A Research Topic

When I went back to Unicamp to start the PhD, it was very different from my arrival for the master’s. I was already at home: I knew the place, the people, and how things worked, both inside the Institute of Computing and around campus. At the same time, everything was very different. We were a family now; it wasn’t just me on my own anymore, free to live however I wanted. We had to find a place to live, and not just a back room in some república. We had a son who needed attention, schedules, food, someone to look after him while we were in class, working on the thesis, or, sometimes, just trying to have a little time together as a couple.

We managed to find a little house on the far edge of Campinas, but close enough to Unicamp to keep life reasonably practical. We also found a little school for Pedro, which brought us some peace of mind — at least on a part-time basis, which was what we could afford. Toward the end of the semester, we could sometimes put him in full-time to have more time to study and work. At first, it was only my UFLA salary, but soon Gisele got a scholarship. Life was tight, but manageable.

One thing I had already noticed about Unicamp’s research areas, which was quite different from UFMG, was its very strong focus on theoretical aspects of computing: theory of computation, formal methods, and, in particular, a heavy emphasis on graph theory. In the PhD, there was no way to avoid certain areas of computing, as I had done in my master’s. I had to take courses and also sit the qualifying exams, which covered practically the whole research spectrum of the Institute of Computing. The more systems-oriented areas didn’t worry me as much, but theory and databases were weak points of my UFMG background and also areas I had avoided during the master’s. Now there was no way around it: I was going to have to study these topics.

So I started taking several courses in these areas. One of the courses that stuck with me most was focused on graphs, offered as a “topics” course, which meant the content varied according to the professor and semester. That year, the topic was network flow algorithms (graphs). The goal was to show how graphs and flow algorithms could solve problems that, at first glance, didn’t seem to have anything to do with graph theory, like how to color maps, for example.

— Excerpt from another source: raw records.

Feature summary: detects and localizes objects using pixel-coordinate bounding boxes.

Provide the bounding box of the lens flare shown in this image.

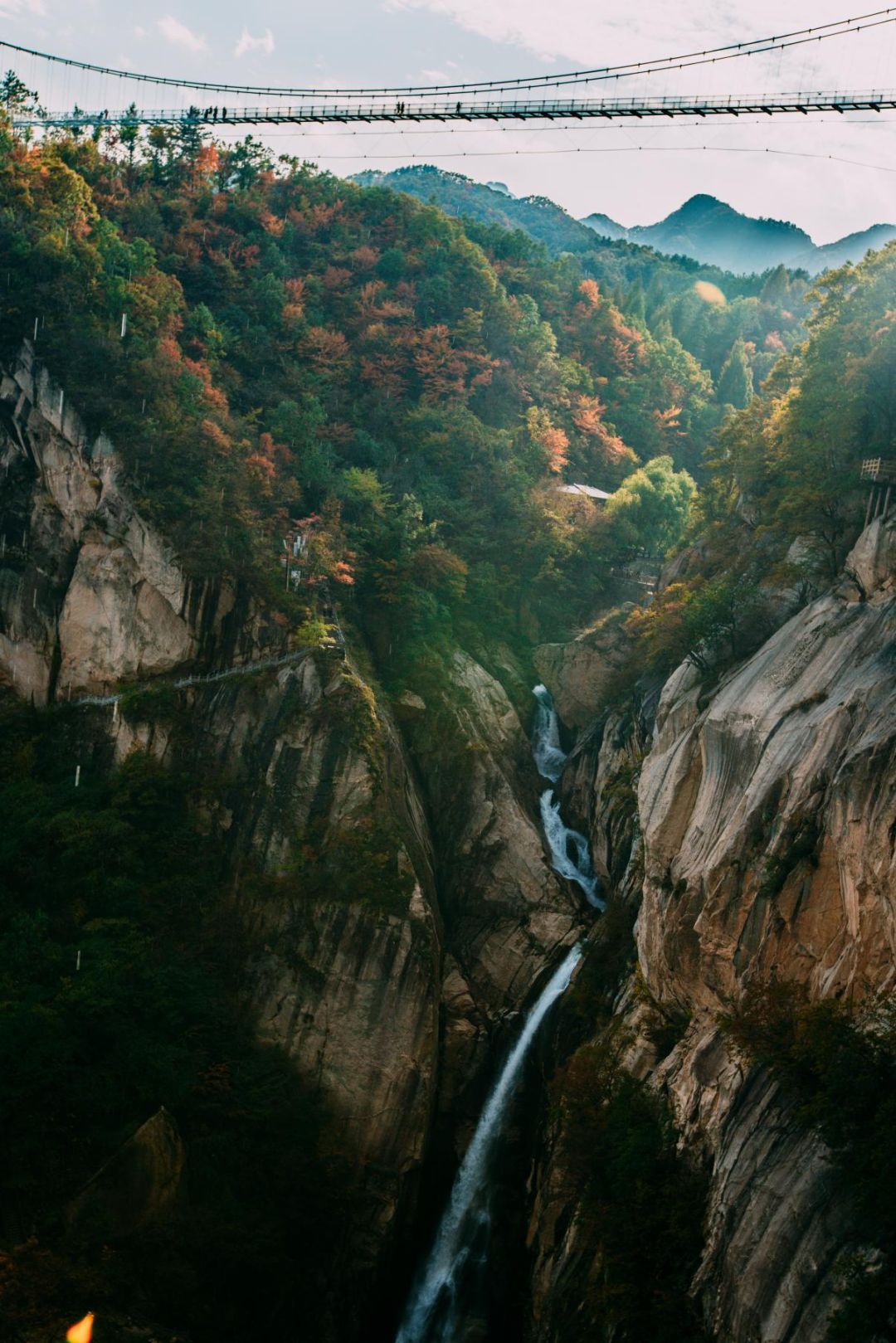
[694,280,728,308]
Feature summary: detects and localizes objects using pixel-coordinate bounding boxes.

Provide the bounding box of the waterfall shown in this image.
[397,946,582,1343]
[532,685,567,783]
[395,685,605,1343]
[542,788,606,909]
[532,685,606,909]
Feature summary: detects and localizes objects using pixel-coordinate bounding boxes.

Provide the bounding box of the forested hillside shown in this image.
[0,86,896,1343]
[356,167,809,389]
[0,114,714,682]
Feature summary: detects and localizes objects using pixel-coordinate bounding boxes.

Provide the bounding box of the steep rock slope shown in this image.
[0,348,579,1339]
[532,520,896,1343]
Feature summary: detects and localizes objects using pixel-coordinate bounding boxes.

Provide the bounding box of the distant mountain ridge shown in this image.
[352,164,896,277]
[582,195,896,275]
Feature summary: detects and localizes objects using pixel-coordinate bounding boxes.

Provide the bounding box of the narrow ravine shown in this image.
[397,946,582,1343]
[532,685,605,909]
[395,685,603,1343]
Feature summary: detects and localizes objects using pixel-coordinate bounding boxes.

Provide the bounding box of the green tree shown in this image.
[606,456,697,553]
[718,337,752,410]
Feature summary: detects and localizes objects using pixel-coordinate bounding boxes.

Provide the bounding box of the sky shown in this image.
[0,0,896,243]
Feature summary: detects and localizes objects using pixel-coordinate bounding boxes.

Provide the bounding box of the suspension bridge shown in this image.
[0,4,896,134]
[13,90,896,130]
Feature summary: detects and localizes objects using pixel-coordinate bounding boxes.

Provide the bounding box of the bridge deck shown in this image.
[13,91,896,129]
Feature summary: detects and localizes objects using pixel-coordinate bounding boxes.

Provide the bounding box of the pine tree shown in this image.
[716,338,752,411]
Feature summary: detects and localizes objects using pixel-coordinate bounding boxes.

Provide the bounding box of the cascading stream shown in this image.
[395,685,603,1343]
[532,685,606,909]
[397,946,582,1343]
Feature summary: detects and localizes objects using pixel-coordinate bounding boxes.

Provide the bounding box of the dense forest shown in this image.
[0,75,896,1343]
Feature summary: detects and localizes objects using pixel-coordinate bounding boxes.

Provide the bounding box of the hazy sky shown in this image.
[7,0,896,241]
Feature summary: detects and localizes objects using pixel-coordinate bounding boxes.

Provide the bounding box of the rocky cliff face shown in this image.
[532,520,896,1343]
[0,349,579,1339]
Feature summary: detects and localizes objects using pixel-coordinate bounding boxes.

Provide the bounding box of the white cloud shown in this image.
[234,28,274,56]
[0,0,47,19]
[382,0,888,84]
[157,13,208,51]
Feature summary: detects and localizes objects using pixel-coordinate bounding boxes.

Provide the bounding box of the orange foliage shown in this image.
[258,210,285,238]
[199,419,234,456]
[302,326,349,379]
[321,266,352,293]
[349,246,380,270]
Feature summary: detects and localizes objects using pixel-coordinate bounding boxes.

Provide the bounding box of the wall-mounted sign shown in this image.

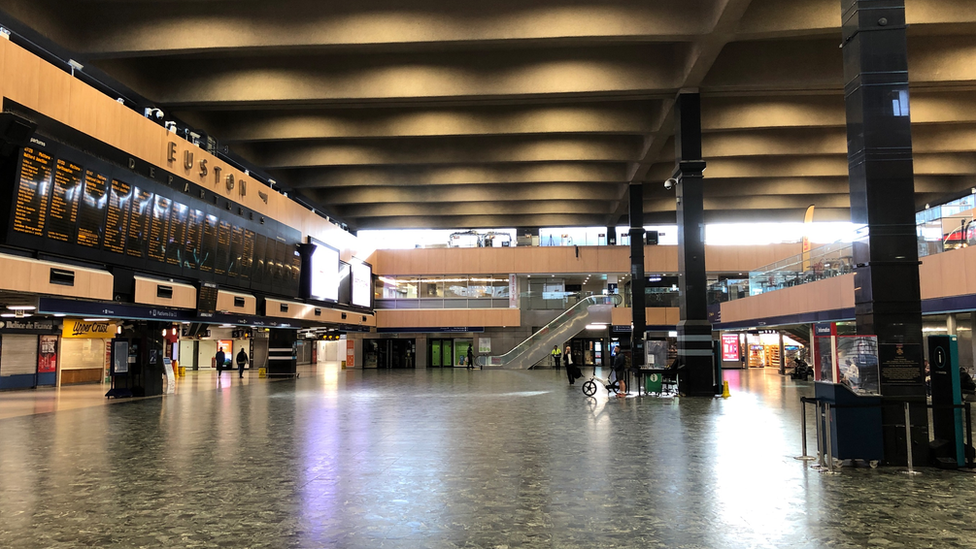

As expected, we also studied shortest path algorithms and the famous traveling salesman problem. Along these lines, the professor proposed a rather challenging assignment. The idea was a simplified simulation of traffic: find the lowest-cost path in a graph, but with an additional rule. The professor ran the algorithms, identified the paths each one chose, and then increased the cost of the most-used edges. The idea was to simulate congestion: if everyone picks the same path suggested by a GPS, that path stops being the best one. The assignment required both a correct implementation of the algorithms and the creation of a reasonable heuristic to avoid the most obvious route. There was plenty of room for creativity. I was far from the best result, but I passed the course.

Meanwhile, I was working with my advisor to define a thesis topic. Besides the qualifying exams, I had to present a thesis project to a committee, which required already having a concrete idea and an initial literature review. We were still kind of unsure of exactly where to go. At that point, the most likely option was to work on implementing elliptic curve algorithms, since there were many people in Unicamp’s cryptography group already working in this area with good results.

In parallel, I was reading cryptography papers and ended up intrigued by Boneh and Franklin’s work on shared RSA keys and its possible relationship to David Chaum’s blind signatures scheme, used in e-Cash. I began to wonder whether it might be possible to build something similar to threshold signatures using techniques inspired by Chaum’s blind signatures. From this line of thought, a variant emerged that we called blinded-key signatures. That ended up becoming the central topic of my thesis: defining and analyzing a cryptographic scheme to hide public keys and exploring protocols and possible uses of that idea.

At that time, there was a lot of interest in computing research around the concept of mobile agents. The vision was that the internet would simply become infrastructure, and the code would go to wherever the data was located. People imagined, for instance, agents that would travel through airline systems to find tickets, or agents that would be sent to financial environments to execute operations and then return with the results. People imagined a stock exchange that would be a computing environment into which we could send our agents to trade for us. One big problem was the security of these mobile agents and ways to allow them to securely sign contracts or agreements. Putting a signing key inside the agent was not secure, since it could be easily extracted by the host and used in unauthorized ways. Our idea was to hide that key in such a way that, even if the agent was captured, it would have little or no practical value. It was in that context that the thesis scheme took shape.


Advice nobody asked for but I am giving anyway:

  • When choosing a thesis topic, it’s always a good idea to pick one that is part of your advisor’s main research topic or your lab’s focus. That lets you have more exchanges with colleagues and more help from your advisor. Working on a new topic like I chose to do is a lonelier path, and you may run into problems that nobody will be able to help you solve (more on this later).